Bağcık, zaman zaman hükümetler değiştiğini ve gelen hükümetin bir önceki ekipleri süpürdüğünü belirterek, “Bu süpürme sırasında bu tür hukuksuzluklara imza atan ekiplerin de kim olduğu ortaya çıkıyor. Bu ekip de ortaya çıkacak. Ancak biz mahkemenin bu beyanları hazırlayan ekibi ortaya çıkarmasını istiyoruz” dedi.
‘SAVCININ ÖNÜNE HAZIR METİNLER KONULDU’
Bağcık, “Belki de savcının da önüne hazır metinler konuldu.
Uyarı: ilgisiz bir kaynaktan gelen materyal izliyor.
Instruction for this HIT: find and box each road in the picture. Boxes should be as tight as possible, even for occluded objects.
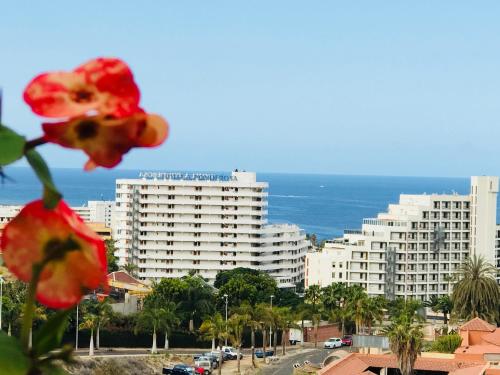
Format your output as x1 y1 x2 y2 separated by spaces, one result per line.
262 348 340 375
Bu mütalaa da önüne hazır konulmuş olabilir. Benim aklıma başka bir ihtimal gelmiyor. Bu ekibin tümünün araştırılması lazım. Belki kendileri de bir ceza tehdidi altındadır. Bu iki ifade beşer aylık ara ile verilmesine rağmen nasıl aynı oluyor? Bana rağmen mütalaaya koyuyor. Bir cübbe giydi diye her şeyi söyleyemez. İnsan biraz haddini bilecek! Ben beraat alacağım ve beraattan sonra siz açmazsanız bile ben bu ekipte yer alan herkes hakkında dava açacağım. Nihai karardan sonra eğer bir şey yapmazsanız yasal haklarım ne ise hepsini kullanacağım” dedi.
‘ORTADA SUÇ ÜRETİMİ VAR’
Gizli tanık “Atlas”ın 7 Ekim 2020’de kendisi hakkında verdiği beyana dikkat çeken Bağcık, bu ifadenin tıpatıp aynısının 5 ay sonra “Hermes” adlı gizli tanık tarafından Ayla Akat Ata hakkında da verildiği bilgisini paylaştı. Buna rağmen bu hususların da mütalaada yer aldığına işaret eden Bağcık, “Farklı iki kişi, 5 ay sonra farklı iki kişi hakkında nasıl oluyor da aynı ifadeyi verebiliyor? Bunların dosyadan çıkarılmasını bekliyorum. Aynı zamanda tanık Atlas en az 10 kişi hakkında kelimesi kelimesine aynı beyanlar verilmiştir. Bunlar gizli tanık maskesi altında pervasız yalanlardır. Bu beyanların bu kişilerin vermediği ortaya çıkmıştır. Verilmiş bir ifade yok, tasarlanmış bir beyan var. Ortada bir suç yok, suç üretimi var” ifadelerini kullandı.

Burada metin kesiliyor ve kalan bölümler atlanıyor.